The government has to amend the Enforced Disappearances Enquiry, Truth and Reconciliation Commission Act 2014 to extend the tenure or to restructure these two mechanisms —Truth and Reconciliation Commission and Commission of Investigation of Enforced Disappeared Persons.
The government had come up with a draft act in June last year and even sought feedback from the stakeholders concerned; however, the act amendment process got stuck after the Minister of Law, Justice and Parliamentary Affairs Bhanu Bhakta Dhakal publicly disowned the draft at an event.
Further delaying the process was the victims’ demand for restructuring the commissions and formation of a high-level mechanism with representations from victims and all other stakeholders concerned.
This also sharply divided the victims and rights activists, with a section advocating formation of a high-level mechanism, and the other labelling the move a ploy to protect perpetrators of conflict-era rights violation.
The government has been maintaining that amendment will be done on the basis of six factors — the Comprehensive Peace Accord; Nepal’s national and international obligations related to human rights; fundamental principles of transitional justice; decisions and orders of the Supreme Court; sentiments of conflict victims; and Nepal’s legal and political processes.
However, the most contentious issue, among others, in the act amendment process has been whether to extend the tenure of the commissions or to restructure them.

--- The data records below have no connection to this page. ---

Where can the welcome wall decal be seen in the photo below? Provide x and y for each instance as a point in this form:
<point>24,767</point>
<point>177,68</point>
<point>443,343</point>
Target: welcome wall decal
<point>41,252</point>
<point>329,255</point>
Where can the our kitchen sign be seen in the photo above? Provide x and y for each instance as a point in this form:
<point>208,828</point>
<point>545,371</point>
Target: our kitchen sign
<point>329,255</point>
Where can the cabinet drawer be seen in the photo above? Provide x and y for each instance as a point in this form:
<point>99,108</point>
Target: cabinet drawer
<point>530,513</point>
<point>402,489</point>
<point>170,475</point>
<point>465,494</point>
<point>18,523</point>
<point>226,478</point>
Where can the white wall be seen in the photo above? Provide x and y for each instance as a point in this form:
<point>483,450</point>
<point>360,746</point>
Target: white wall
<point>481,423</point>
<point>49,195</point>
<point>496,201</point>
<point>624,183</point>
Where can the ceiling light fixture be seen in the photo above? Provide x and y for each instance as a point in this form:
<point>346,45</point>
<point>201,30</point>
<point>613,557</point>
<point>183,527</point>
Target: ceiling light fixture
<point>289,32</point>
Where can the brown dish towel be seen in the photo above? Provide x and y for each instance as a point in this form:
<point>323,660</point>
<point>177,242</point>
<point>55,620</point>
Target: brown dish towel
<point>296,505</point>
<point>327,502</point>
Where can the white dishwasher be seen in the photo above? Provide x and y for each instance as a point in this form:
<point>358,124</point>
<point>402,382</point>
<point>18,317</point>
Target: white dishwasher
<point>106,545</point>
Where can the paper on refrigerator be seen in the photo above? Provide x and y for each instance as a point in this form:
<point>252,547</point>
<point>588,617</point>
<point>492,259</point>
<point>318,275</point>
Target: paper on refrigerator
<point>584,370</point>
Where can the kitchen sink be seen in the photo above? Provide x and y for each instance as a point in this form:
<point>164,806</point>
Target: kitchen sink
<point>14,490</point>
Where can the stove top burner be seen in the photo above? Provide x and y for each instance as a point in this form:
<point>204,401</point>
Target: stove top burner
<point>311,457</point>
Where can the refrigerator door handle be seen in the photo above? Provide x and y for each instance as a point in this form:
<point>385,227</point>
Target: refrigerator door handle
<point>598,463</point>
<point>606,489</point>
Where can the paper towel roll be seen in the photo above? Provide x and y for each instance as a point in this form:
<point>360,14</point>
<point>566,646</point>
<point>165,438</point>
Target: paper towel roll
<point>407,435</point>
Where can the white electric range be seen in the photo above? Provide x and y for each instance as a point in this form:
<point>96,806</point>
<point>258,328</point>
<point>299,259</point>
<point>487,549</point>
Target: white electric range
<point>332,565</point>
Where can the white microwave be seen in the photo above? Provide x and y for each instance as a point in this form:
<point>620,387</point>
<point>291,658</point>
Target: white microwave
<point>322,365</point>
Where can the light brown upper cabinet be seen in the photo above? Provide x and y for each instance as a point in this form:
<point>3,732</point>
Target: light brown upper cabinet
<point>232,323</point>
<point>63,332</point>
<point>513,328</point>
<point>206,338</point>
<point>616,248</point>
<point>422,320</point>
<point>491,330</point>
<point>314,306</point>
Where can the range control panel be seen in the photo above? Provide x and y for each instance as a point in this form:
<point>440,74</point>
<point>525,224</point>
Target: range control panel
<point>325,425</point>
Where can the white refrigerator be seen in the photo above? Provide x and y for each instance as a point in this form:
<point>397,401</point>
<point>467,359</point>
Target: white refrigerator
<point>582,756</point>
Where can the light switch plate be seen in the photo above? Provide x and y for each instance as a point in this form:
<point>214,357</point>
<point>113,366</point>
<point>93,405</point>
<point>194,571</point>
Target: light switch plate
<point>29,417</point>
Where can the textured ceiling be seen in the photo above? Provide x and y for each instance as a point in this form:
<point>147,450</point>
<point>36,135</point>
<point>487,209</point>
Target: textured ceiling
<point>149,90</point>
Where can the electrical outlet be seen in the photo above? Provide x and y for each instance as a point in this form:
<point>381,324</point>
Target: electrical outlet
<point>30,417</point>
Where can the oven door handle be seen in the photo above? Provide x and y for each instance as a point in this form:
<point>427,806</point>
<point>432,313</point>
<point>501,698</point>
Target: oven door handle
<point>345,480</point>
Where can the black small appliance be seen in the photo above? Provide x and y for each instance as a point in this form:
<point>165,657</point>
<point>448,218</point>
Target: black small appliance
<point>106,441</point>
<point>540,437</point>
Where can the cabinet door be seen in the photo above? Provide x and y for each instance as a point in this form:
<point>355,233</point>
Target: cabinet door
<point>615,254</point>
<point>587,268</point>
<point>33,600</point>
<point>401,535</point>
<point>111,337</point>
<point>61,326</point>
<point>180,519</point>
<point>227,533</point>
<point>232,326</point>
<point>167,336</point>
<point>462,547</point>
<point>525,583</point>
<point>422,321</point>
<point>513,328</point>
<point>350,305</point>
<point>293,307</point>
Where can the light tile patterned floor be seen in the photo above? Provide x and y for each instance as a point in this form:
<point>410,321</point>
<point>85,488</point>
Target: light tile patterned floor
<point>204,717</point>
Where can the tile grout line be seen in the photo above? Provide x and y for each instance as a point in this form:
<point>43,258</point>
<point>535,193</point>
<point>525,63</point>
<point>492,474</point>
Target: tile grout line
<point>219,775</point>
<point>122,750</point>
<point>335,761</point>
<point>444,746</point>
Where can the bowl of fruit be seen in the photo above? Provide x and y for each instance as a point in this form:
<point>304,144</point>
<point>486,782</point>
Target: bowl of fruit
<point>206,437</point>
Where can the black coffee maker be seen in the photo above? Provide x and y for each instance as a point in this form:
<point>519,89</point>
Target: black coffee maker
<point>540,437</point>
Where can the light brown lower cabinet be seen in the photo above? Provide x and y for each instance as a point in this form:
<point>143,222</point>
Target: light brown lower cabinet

The government is of the view that the act should be unanimously passed through the Parliament on the basis of consensus.
Minister Dhakal has held a series of meetings with Nepali Congress leader Ramesh Lekhak and Nepal Communist Party leader Barsha Man Pun to reach political consensus on the issue. However, a conclusion is yet to be drawn.
Dhakal said they were doing necessary homework to ensure that the new act was acceptable to all stakeholders, especially the victims. “We are aware that we have just a month to amend the act and are doing internal homework,” Dhakal told The Himalayan Times. “For now, the act is in place and the commissions are functional.”
Suman Adhikari, former chairman of Conflict Victims Common Platform that demanded restructuring of the commissions, also said that after presenting their views to the government they were waiting for the government to act. “We do not know why the government is sitting quiet,” he said. “The government should be responsible.”
Ram Kumar Bhandari, who is leading the dissident group of conflict victims, said the government should not waste time and amend the act, strengthening the existing mechanisms to enable to complete their work.
The TRC and the CIEDP, which were formed in February 2015 to investigate conflict-era rights violations, have so far failed to completely investigate even a single case. And one of the major reasons for this failure is the lack of necessary legislation, besides human and financial resources crunch and their internal weaknesses. The two commissions have said they can function well only if they are ensured act amendment, adequate budget and human resources.